Quando percebeu a presença dos policiais civis, Samuel Ferreira de Melo, 32, foi até a cozinha e pegou uma faca. Em seguida, pegou a enteada pelos braços e a agarrou colocando a faca no pescoço da adolescente. Erick Monteiro da Cruz, 24, amigo de Samuel, também segurou a garota ameaçando-a de morte, caso os policiais invadissem a residência.
Ainda estavam no imóvel: a mãe da vítima e uma amiga dela, que conseguiram sair do local. Em determinado momento, Samuel e Erick levaram a jovem para dentro do banheiro e, com a porta aberta, mostrando apenas seus rostos, fizeram algumas exigências, como: a presença da imprensa e um colete balístico para cada. Todos os pedidos foram aceitos.
No local, além de 8 investigadores e 4 guarnições da Polícia Militar, estiveram presentes 3 delegados: Rayrton Carneiro, da 12ª Seccional; Nélio Magalhães, da Divisão de Homicídios (DH); e Temmer Khayat, superintendente da Polícia Civil daquela região. Muitos curiosos tentaram se aproximar, mas foram impedidos.
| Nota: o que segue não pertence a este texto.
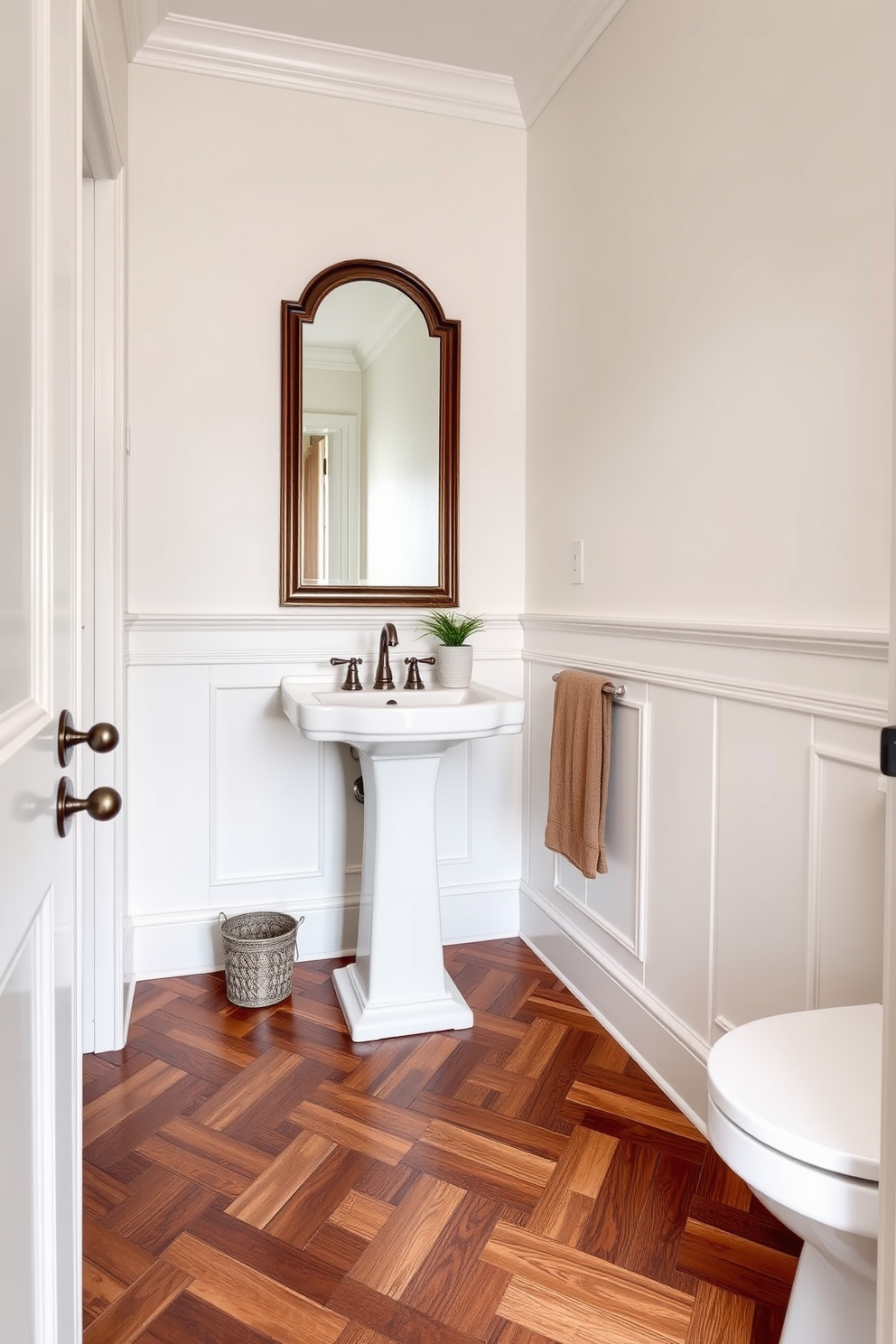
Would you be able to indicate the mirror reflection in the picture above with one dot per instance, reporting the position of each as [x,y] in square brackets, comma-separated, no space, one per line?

Após pouco mais de uma hora de negociação, por volta do meio-dia, a dupla resolveu se entregar e liberar a refém. “Graças a Deus foi mais uma negociação bem-sucedida! A vítima saiu ilesa e os acusados acabaram presos”, comemorou o delegado Temmer Khayat.
CÁRCERE PRIVADO
Os presos foram colocados dentro de uma viatura da Polícia Militar e conduzidos à 12ª Seccional Urbana, no bairro Jaderlândia, onde foi descoberto que Samuel Ferreira de Melo estava na condição de foragido do sistema penitenciário do município de Salinópolis, onde cumpria pena por tráfico de drogas. Ele ainda é suspeito de, no mês de setembro último, ter trocado tiros com um soldado da PM. Na troca de tiros, em que ninguém foi ferido, Samuel estava com um comparsa. Não se sabe se era Erick.
Samuel e Erick, que já estão à disposição da justiça, foram autuados por crimes de cárcere privado, grave ameaça de morte e resistência à prisão. “Na casa não encontramos entorpecentes, somente alguns objetos provenientes de roubo, porém a denúncia apontava um ponto de venda de drogas”, disse o delegado Temmer Khayat.